Cyndi Lauper just wants to have fun…with Israeli music students

Ahead of her Saturday performance in Israel, American pop icon stops by music school in Ramat HaSharon to sing with students.

Cyndi Lauper visits music school in Tel Aviv (photo credit: Allie Freedman)
Cyndi Lauper visits music school in Tel Aviv
(photo credit: Allie Freedman)
Before headlining a concert in Tel Aviv, music mogul Cyndi Lauper traded 1980's pop songs for Middle Eastern vibes at the Rimon School of Jazz and Contemporary Music in Ramat HaSharon.
Led by musician and teacher Yair Dalal, the class ensemble fuses together Middle Eastern and rock music at Israel’s largest, independent, professional school for contemporary music.
Lauper stopped by the school for a short visit with the students yesterday prior to her highly-anticipated Israeli concert debut.
The pop icon, known for classic hits like “Girls Just Wanna Have Fun,” “True Colors,” and “Time After time,” will perform at Tel Aviv's Nokia Arena tonight as part of her ‘She's So Unusual’ tour.
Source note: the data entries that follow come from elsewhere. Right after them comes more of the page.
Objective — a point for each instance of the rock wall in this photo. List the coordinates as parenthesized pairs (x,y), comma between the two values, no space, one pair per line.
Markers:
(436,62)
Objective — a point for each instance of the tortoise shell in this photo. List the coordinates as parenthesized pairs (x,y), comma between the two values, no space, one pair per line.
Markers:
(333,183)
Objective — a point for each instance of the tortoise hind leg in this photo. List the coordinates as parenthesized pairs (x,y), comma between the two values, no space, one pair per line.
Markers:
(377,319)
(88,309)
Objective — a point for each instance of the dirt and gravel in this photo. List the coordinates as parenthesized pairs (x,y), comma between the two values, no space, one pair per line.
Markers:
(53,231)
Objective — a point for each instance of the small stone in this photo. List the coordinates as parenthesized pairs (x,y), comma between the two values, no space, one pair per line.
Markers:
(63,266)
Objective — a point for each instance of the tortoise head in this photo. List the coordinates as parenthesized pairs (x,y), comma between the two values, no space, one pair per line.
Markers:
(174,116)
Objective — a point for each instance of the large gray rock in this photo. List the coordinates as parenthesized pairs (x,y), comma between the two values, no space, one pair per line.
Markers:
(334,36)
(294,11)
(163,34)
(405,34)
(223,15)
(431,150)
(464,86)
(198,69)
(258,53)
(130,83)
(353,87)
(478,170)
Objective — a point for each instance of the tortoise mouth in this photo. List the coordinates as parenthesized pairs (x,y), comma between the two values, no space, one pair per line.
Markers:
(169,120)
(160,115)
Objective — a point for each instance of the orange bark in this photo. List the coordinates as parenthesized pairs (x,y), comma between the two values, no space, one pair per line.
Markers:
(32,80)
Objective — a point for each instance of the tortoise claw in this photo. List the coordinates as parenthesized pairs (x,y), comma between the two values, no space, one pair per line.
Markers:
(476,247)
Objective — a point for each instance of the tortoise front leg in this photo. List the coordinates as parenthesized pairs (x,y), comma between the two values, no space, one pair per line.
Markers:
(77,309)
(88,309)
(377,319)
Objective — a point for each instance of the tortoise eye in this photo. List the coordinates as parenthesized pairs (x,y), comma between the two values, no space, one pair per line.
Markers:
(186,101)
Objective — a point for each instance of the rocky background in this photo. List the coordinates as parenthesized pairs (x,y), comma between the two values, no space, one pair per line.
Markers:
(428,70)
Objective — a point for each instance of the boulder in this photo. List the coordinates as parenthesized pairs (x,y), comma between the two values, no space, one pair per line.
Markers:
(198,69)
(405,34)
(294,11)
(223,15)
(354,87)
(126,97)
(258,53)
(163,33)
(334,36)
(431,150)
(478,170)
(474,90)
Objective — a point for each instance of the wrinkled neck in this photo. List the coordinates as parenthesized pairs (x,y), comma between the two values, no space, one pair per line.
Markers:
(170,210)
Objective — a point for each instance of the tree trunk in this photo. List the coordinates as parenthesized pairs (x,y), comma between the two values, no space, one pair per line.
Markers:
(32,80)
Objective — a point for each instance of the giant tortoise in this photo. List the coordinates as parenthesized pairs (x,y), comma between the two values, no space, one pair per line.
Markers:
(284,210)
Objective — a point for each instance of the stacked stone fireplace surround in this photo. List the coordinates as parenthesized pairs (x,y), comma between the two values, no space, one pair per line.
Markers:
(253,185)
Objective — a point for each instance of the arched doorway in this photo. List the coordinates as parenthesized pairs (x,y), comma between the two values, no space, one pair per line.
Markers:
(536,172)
The tour marks the 30th anniversary of her groundbreaking album of the same name which won her a Grammy Award as best new artist. Over the past six months, Lauper has taken the tour to sold-out arenas across North America, Australia, and Japan. Recently, the pop star has made waves in the Broadway world. Her critically acclaimed musical, Kinky Boots, won 6 Tony Awards including best musical.
Lauper enjoyed listening to the Israeli students perform a medley of songs. The ensemble mixed together some of Rimon’s strongest students. Playing with a myriad of instruments including recorders, pianos, tenor basses, clarinets, strings, shakers and more, the students fused together traditional Iraqi music with modern rock.
“I never went to school for music,” said Lauper. “It was so great to listen to a group of students who actually study music. And you guys sight read too. I study with private lessons, but I would love to learn in an environment like this. Amazing.”  
Sporting a black leather jacket and fiery red hair, the artist swayed and clapped along to the music. Known for her rebellious anthems, outlandish outfits and carefree energy, Lauper took a backseat from her typical center stage role. Although out of her element with the music, Lauper attempted to join in for a few numbers.
“I can’t believe Cyndi Lauper tried to sing with us,” said student and piano player Tal Even-Tzur. “I was scared enough to play for her.”
The lifelong musician discussed the importance of spreading music across cultures and shared stories from her past about some of the instruments used during the students’ performance. She joked, for example, about her attempts at playing the recorder in her youth.
Lauper said she was pleased to have the chance to bring attention to the Rimon School. “It is an international school with so many different voices,” she said. “Music brings people together. I wanted everyone to know about it.”
Rimon music student and recorder player Tali Rubenstein said she has dreamed about meeting Cyndi Lauper her whole life. As a devoted fan, she struggled between concentrating on her music and focusing on the singer.
“It was a very moving experience,” said Rubenstein. “I kept looking at her from time to time. I tried not to, but it was so hard. I wanted to play my best for her. I saw her bopping her head. She has a great spirit.”
Due to time constraints, Lauper cut the visit short, cancelling a previously scheduled press conference after the show.
As short as the visit was, teacher Dalal says that Lauper’s appearance at the school will help boost his students’ confidence and give them goals toward the future.
“I was so excited to host Cyndi here,” said Dalal. “It was a huge honor for all of us. We all have a love of music, and we got to share that love of music with her. When I saw her trying to sing along, that touched me. That was something special. I think the best way to show Cyndi the true Israel is through music. Music is in our soul and in our blood.”